Julie, éclatant de rire. — Ah ! que c’est drôle !

Lanoix. — Elle est bien bonne.

Julie. — Comment, vrai ! vous ne m’aimez pas ?

Lanoix. — Ni vous non plus ?

Julie. — Ah ! que je suis heureuse !

Lanoix. — Et moi donc !

Julie. — Dites donc, mais je devrais me froisser… que je ne vous aime pas, moi, je le comprends… mais vous, ça me vexe…

Lanoix. — Je pourrais vous en dire autant.

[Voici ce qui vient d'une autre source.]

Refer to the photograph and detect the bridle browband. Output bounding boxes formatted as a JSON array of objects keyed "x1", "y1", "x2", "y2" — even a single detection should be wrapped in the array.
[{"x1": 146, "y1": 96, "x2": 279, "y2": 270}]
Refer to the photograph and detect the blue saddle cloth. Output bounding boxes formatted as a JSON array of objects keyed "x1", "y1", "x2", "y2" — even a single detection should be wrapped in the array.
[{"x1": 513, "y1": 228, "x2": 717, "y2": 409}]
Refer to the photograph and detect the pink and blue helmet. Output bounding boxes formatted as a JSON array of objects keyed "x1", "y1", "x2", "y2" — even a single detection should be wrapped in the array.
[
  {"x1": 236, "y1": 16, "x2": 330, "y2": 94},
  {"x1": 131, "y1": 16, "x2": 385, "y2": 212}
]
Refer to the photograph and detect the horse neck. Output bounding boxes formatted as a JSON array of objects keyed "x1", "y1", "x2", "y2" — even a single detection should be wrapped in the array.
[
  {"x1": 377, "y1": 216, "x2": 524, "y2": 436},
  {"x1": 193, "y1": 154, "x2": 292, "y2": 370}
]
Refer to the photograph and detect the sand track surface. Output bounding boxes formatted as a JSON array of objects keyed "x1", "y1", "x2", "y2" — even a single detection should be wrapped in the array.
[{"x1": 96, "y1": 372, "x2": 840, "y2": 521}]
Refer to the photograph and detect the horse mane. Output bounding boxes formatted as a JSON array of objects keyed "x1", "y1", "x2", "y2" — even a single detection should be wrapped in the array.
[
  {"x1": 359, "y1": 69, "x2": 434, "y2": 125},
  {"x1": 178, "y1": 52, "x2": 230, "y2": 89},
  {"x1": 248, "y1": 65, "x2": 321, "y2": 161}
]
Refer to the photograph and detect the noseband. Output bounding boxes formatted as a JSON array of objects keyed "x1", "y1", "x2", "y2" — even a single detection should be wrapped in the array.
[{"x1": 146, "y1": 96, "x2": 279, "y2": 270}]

Julie. — Mais, n’ayez pas peur, je ne vous en veux pas… Au fait, dites donc… vous n’avez plus votre tic ?

Lanoix. — Mon tic ?

Julie. — Oui, vous savez bien, comme ça…

Elle imite Lanoix quand il tourne la langue.

Lanoix. — Ce n’est pas un tic… c’est une précaution… C’est maman qui me l’a ordonné…

Julie. — Ah ! bien. C’est comme moi, mon… "une, deux, trois, quatre…" C’est une recommandation de papa… Ah ! bien, j’aime autant ça, je me disais : Oh ! pauvre jeune homme !…

Lanoix. — C’est comme moi, je pensais : c’est pas possible, elle a avalé un métronome !

Julie. — Ah ! comme nous allons nous entendre maintenant que nous ne nous épousons plus,

Ils gagnent la droite.

Lanoix. — Je crois bien !… (Tendant la main.) Amis ?

Julie. — Amis. Et maintenant, soyons diplomates… jusqu’à nouvel ordre, pour tout le monde nous restons ce que nous sommes… C’est le seul moyen de conserver notre liberté, et nous aurons tout le loisir de prendre une décision.

Lanoix. — Entendu,… donc, comme si de rien n’était…

Julie. — Attention ! voilà ma belle-mère.

Lanoix, saluant Marthe qui entre de gauche. — Madame…

Marthe, entrant de gauche. — Ne vous dérangez pas… ne vous dérangez pas. Dis donc, tu n’as pas vu le ténor, fillette ?

Julie. — Non.

Marthe. — Je le cherche… il faut que je lui rende ses six sous… Voyons, il n’y a pas un morceau de papier pour envelopper… c’est plus convenable pour remettre de l’argent.

Lanoix. — Allons, c’est convenu… nous restons fiancés aux yeux du monde… Et maintenant (Imitant Julie.) une, deux, trois, quatre… une, deux, trois, quatre. Je vous demande la permission de vous quitter.

Julie, tournant sept fois sa langue. — Mais faites donc, cher monsieur !

Lanoix, passant au deuxième plan. — Elle est charmante.

Julie. — Il gagne beaucoup comme ami…

Elle remonte.

Marthe. — Vous partez, monsieur ?

Lanoix. — J’y suis forcé, madame,… car… ma mère… m’attend.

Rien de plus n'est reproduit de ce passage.